One reason for the small number of cases is that shoplifting does not become a federal crime until at least $5,000 in stolen goods are shipped across state lines. In some places, a busy United States attorney's office is unwilling to commit resources to a shoplifting case unless that figures rises to $50,000, Ives said in the report.

But, he told The Times , the average shoplifter is unlikely to steal that much merchandise on a single trip, allowing members of organized retail crime rings to slip through the system even when they are arrested.

For that reason, the F.B.I. is hoping the databases work.
Retailing executives also complain that state shoplifting laws, created largely to address petty theft, are inadequate when it comes to organized crime rings. The vast majority of shoplifting incidents are treated as misdemeanors and the punishment is often no more than a written citation or a few nights in jail, according to a report prepared by the National Retail Federation.

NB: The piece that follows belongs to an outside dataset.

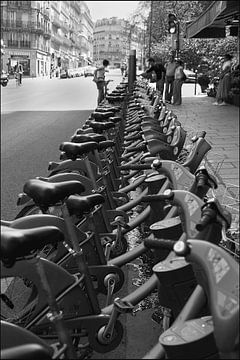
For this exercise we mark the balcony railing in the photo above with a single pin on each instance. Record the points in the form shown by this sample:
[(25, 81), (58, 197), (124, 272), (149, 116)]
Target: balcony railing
[(56, 22), (47, 34), (66, 42), (57, 39), (25, 44), (12, 43)]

"Because state laws are often soft and there is a lack of federal laws addressing the issue, retail theft has become a high-profit, low-risk avenue of crime," Frank Muscato, Wal-Mart's investigative coordinator, said in recent testimony before Congress. Ives of the F.B.I. said he hoped the retailers, using a database, could "work up a case large enough for the F.B.I.," reported The Times .

The classification of organized retail crime did not exist until the early 1980's, when the F.B.I. broke up several groups operating in Pennsylvania and Michigan. Soon after, Wal-Mart created a special team of investigators called the A-Team that tracks organized burglary rings, according to the The Times report.

Only in the last couple of years has the issue begun to dominate retailers' discussions. The Gap and Sears, for example, have developed special investigative teams trained to spot the crime rings, and the industry holds annual conferences to share strategies for fighting the problem.

But secrecy remains an issue, so much so that retailers would not participate in the databases unless they could post information about shoplifting incidents without revealing the identity of the stores. Several retailers declined to discuss their roles in developing the National Retail Federation system. But a handful have acknowledged their participation, including Federated Department Stores, Walgreens, Sears, the Gap, Beall's and Helzberg Diamonds, a jewelry chain based in North Kansas City, Mo, according to the report.

The National Retail Federation database, which can be accessed on the Web using a password, looks much like an online survey. To report a crime, retailers log in and fill out a form requesting details like the methods used to enter a store ("fence cut," "glass broken" or "door forced"), weapons used during the robbery ("bat," "knife" or "verbal threats") and the type of products stolen. Digital images of suspects and security camera footage of a crime in progress can be posted, allowing retailers to identify common suspects.

LaRocca of the National Retail Federation told The Times that when enough retailers reported a similar pattern in the database--say, the shoplifter wears a red baseball cap and steals infant formula around closing time--they could notify law enforcement agencies, which have access to the system. "Police will not investigate every case of a missing laptop," LaRocca said in the report. "If we can present a case to them that is compelling, they will investigate."

The idea of retailers banding together to fight shoplifting is not without precedent. The Jewelers' Security Alliance, a network of jewelry stores that issues alerts to members after a robbery, has operated for more than a century.

Department stores, discount chains and convenience stores have worked out their own informal security networks, but most rely on low-tech methods: phone trees that require store managers to call each other after a robbery or the occasional conference where security teams trade war stories and try to connect the dots, reported The Times .

"It has all been pencil and paper," said Bill Titus, head of loss prevention at Sears in the report. "We've been communicating way behind the curve."